No aa mutations were present in proteins M and N, but two aa mutations occurred in protein E and five aa mutations occurred in protein S, which had been demonstrated to be an antigen for a neutralizing antibody for coronaviruses and play vital roles in viral entry, cell-to-cell spread, and determining tissue tropism [3235]. All of the five aa mutations (P48SS, L514PS, F525PS, D671GS, and I740SS) in protein S had also been found to occur in the N-terminal 1,411 aa residues, which had been predicted to expose on the outside of the cell surface or virus particle.

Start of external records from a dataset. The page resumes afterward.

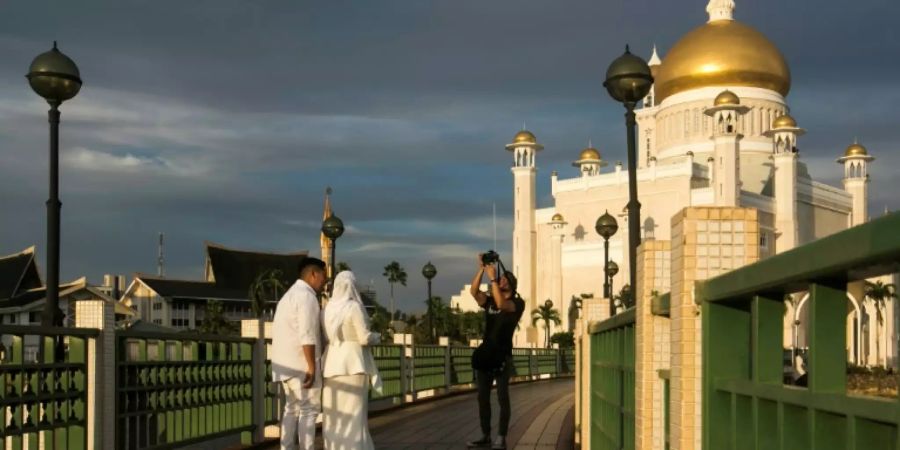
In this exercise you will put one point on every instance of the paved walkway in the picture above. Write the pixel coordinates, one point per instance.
(541, 419)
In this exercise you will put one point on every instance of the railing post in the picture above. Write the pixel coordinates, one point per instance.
(101, 372)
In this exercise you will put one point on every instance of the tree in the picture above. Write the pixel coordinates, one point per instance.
(548, 314)
(880, 293)
(395, 274)
(565, 339)
(215, 322)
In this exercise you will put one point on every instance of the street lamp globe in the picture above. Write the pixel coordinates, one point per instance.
(612, 268)
(54, 76)
(333, 227)
(429, 271)
(606, 225)
(628, 78)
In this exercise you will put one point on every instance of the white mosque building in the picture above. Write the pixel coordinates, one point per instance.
(715, 130)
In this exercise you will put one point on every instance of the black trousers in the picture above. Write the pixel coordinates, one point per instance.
(484, 380)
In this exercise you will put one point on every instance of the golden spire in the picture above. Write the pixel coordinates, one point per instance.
(324, 242)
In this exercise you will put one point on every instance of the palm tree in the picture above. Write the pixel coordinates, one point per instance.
(395, 274)
(880, 293)
(548, 314)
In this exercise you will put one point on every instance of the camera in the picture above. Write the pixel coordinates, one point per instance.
(490, 257)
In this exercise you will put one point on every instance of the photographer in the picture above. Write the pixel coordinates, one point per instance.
(492, 360)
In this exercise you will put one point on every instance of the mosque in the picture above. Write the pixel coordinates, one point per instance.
(715, 130)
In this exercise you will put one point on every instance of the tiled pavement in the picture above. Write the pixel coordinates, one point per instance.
(541, 419)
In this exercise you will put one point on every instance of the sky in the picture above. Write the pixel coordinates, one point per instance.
(225, 120)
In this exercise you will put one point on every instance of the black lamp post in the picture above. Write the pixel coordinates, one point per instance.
(332, 228)
(429, 272)
(606, 227)
(56, 78)
(611, 270)
(628, 80)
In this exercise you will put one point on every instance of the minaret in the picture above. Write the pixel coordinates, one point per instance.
(324, 242)
(720, 10)
(589, 162)
(856, 181)
(726, 182)
(559, 225)
(784, 134)
(524, 147)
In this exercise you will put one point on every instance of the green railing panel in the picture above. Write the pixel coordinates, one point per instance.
(521, 358)
(745, 404)
(389, 360)
(461, 365)
(612, 382)
(546, 361)
(43, 390)
(429, 367)
(175, 390)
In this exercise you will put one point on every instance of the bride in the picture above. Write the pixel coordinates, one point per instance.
(348, 370)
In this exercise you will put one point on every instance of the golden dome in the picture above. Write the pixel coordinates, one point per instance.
(785, 121)
(856, 150)
(726, 97)
(589, 154)
(722, 53)
(524, 136)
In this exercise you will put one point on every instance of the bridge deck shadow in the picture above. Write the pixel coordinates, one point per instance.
(542, 418)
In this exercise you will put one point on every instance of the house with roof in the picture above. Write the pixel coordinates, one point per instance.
(229, 275)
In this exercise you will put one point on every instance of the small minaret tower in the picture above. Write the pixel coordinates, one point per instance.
(558, 224)
(324, 242)
(784, 134)
(589, 162)
(856, 181)
(524, 147)
(726, 112)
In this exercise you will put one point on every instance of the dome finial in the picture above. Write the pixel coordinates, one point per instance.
(720, 10)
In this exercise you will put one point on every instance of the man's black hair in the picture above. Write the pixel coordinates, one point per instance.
(308, 262)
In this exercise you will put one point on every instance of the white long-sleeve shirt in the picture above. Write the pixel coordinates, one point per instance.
(296, 324)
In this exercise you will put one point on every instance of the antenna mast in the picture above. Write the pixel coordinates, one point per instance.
(160, 261)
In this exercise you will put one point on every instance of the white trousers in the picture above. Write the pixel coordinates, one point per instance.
(301, 407)
(345, 408)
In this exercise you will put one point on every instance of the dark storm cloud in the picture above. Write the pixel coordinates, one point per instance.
(224, 120)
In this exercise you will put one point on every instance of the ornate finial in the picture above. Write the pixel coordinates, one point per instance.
(720, 10)
(654, 58)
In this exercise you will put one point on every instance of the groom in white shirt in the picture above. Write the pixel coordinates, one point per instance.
(296, 350)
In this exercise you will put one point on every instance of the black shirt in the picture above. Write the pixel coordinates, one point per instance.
(499, 326)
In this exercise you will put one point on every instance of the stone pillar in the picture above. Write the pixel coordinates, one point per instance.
(706, 241)
(651, 345)
(101, 377)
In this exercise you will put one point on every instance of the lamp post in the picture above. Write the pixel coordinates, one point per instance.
(56, 78)
(611, 270)
(332, 228)
(628, 80)
(429, 272)
(606, 227)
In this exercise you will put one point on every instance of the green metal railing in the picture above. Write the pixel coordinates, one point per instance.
(429, 367)
(612, 381)
(745, 404)
(43, 396)
(389, 360)
(174, 390)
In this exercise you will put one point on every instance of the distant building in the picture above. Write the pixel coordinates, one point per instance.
(229, 274)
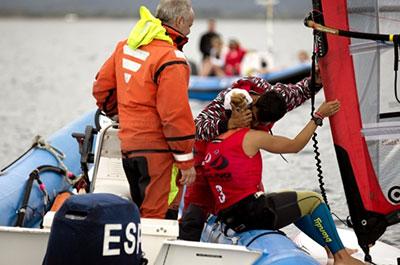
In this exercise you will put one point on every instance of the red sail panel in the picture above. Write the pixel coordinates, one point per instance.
(339, 81)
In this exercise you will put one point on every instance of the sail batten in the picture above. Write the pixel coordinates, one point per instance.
(366, 132)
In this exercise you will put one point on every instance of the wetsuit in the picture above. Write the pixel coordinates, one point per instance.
(145, 81)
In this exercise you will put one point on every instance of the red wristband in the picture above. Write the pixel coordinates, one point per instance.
(319, 115)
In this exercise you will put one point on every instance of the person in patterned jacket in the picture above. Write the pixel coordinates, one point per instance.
(214, 120)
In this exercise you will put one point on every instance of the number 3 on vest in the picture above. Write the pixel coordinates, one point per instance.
(221, 196)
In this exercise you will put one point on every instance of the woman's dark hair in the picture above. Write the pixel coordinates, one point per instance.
(271, 106)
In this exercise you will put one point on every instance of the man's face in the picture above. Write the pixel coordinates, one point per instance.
(184, 24)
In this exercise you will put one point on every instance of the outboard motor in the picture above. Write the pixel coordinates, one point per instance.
(99, 228)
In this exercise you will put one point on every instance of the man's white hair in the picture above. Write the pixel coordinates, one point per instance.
(169, 10)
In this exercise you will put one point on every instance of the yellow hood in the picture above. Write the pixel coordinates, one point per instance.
(146, 30)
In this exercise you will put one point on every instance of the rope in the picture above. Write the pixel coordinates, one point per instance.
(316, 49)
(394, 38)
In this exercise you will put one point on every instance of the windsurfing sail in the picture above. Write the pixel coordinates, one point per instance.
(359, 71)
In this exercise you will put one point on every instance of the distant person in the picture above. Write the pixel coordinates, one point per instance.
(303, 56)
(233, 58)
(145, 82)
(215, 63)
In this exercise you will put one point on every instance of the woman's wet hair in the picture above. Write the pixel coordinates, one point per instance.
(271, 106)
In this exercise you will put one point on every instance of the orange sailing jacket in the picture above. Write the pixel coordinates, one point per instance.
(147, 88)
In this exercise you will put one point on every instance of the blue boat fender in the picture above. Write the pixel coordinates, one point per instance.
(276, 247)
(13, 179)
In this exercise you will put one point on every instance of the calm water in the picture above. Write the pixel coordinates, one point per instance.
(47, 67)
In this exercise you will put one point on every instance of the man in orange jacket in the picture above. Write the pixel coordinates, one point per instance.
(145, 82)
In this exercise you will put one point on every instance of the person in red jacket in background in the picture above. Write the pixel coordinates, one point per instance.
(234, 58)
(145, 82)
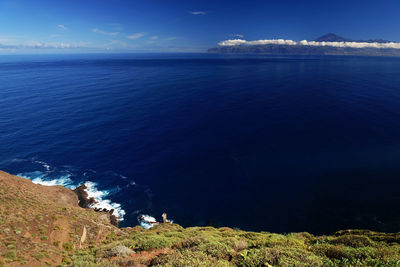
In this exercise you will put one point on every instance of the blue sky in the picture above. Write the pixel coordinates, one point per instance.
(63, 26)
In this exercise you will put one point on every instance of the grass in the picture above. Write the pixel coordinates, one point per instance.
(207, 246)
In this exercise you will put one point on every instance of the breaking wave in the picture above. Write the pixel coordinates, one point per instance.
(72, 178)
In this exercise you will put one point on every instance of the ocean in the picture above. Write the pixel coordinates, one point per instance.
(263, 143)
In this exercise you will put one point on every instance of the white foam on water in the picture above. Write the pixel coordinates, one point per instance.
(102, 202)
(42, 178)
(145, 221)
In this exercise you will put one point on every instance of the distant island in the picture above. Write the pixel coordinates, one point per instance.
(329, 44)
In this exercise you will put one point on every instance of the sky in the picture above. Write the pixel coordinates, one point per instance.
(71, 26)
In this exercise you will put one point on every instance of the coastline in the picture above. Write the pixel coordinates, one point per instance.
(47, 225)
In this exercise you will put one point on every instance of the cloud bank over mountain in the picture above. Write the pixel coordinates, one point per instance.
(347, 44)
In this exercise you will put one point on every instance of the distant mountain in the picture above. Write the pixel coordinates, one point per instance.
(331, 37)
(310, 48)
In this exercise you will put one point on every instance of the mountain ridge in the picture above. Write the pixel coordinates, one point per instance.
(339, 46)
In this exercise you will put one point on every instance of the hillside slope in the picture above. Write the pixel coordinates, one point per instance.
(44, 226)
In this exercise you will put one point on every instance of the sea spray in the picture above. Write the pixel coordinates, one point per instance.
(53, 176)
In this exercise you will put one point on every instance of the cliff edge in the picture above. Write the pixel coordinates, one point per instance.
(45, 226)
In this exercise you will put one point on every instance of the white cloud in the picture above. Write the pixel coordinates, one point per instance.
(237, 35)
(42, 45)
(197, 13)
(96, 30)
(136, 35)
(310, 43)
(62, 27)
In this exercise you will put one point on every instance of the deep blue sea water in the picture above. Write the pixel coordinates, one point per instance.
(260, 143)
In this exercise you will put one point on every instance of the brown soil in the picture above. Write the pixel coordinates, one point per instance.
(44, 224)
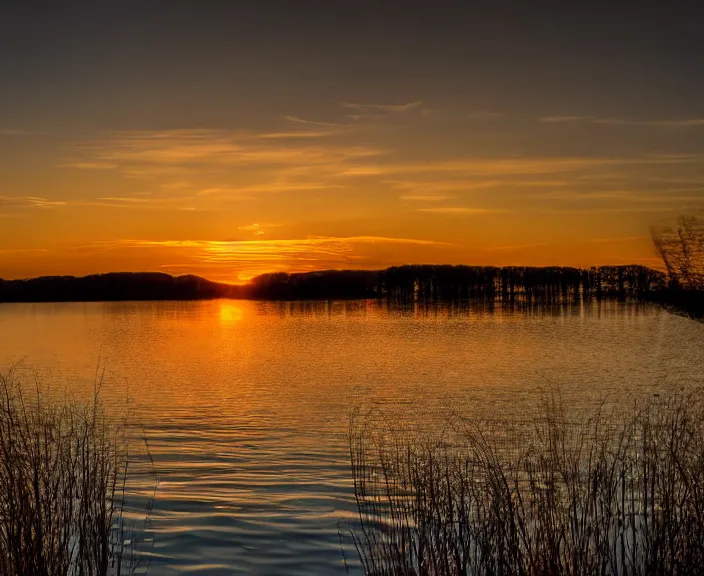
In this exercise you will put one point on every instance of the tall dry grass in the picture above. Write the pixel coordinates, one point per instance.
(613, 494)
(63, 473)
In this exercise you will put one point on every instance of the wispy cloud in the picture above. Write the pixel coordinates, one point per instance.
(246, 258)
(405, 107)
(29, 201)
(267, 188)
(668, 123)
(298, 120)
(561, 119)
(485, 115)
(506, 167)
(458, 210)
(256, 228)
(423, 198)
(176, 151)
(513, 247)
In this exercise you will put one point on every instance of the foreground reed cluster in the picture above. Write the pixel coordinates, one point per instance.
(611, 494)
(63, 469)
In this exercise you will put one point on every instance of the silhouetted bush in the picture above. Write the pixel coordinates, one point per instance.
(63, 469)
(606, 496)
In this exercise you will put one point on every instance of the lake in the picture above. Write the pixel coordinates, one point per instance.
(246, 405)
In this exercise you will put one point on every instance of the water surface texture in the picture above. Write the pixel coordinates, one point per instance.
(246, 405)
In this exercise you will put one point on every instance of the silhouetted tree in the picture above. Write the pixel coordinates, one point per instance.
(682, 251)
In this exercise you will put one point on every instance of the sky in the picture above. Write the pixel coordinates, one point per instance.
(229, 139)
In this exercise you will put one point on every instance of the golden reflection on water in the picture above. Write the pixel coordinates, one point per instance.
(246, 404)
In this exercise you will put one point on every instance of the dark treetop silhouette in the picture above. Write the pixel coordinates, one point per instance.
(405, 283)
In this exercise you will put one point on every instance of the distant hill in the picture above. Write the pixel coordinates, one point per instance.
(428, 282)
(113, 286)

Antigenic site A/B has been mapped from aa 506–706 of protein S [36], previously studies showed that there were two aa mutations for M60 within this region as compared to M6 and four aa mutations for Purdue P115 as compared to virulent Purdue [14]. In this study, there were three aa mutations for H165 as compared to H16 in the corresponding region. It has been implied that protein S may be related to the virulence of TGEV [35, 37]. However, whether these five aa mutations in protein S had influenced the virulence of H16 will require additional work by using a reverse genetics system and the characterization of these mutations in animal experiments. There are also one aa mutation (F23VE) to be found in position 15–37 of protein E, which showed that the N-terminus of protein E to be external to the cell surface or viral envelope.

In summary, most of the aa mutations identified were located in the functional regions of the TGEV genome, such as in the most variable regions of the protein 1a of the TGEV (S296CORF1a, R653KORF1a, A745VORF1a, and L1900FORF1a), at the N-terminal (P48SS, L514PS, F525PS, D671GS, and I740SS) of protein S and its antigenic site (L514PS, F525PS, and D671GS), as well as in the putative transmembrane domain (F23VE), all of which are hypothesized to have the potential to affect virus replication, signal transport, and antibody neutralization processes associated with TGEV. Future studies could involve generating specific mutants via reverse genetics and characterizing these mutants in animal experiments. In addition, the findings from our study also revealed that six unique nt mutations (G6014TORF1a, T12388CORF1b, T21937CS, T21969AS, A26025CE, and C27507TN) in the genome sequence of Chinese vaccine strain H165 that could be the markers used to differentiate strain 165 from the other strains of TGEV. Furthermore, a rapid differentiation method to differentiate H165 from wild-type viruses of TGEV had been established by restriction fragment length polymorphism of the N gene based on the nt mutation (C27507TN) (data not shown). Whole genome sequences of strains H165 and H16 may enhance our understanding of the evolution of TGEV coronavirus, as well as the other coronaviruses.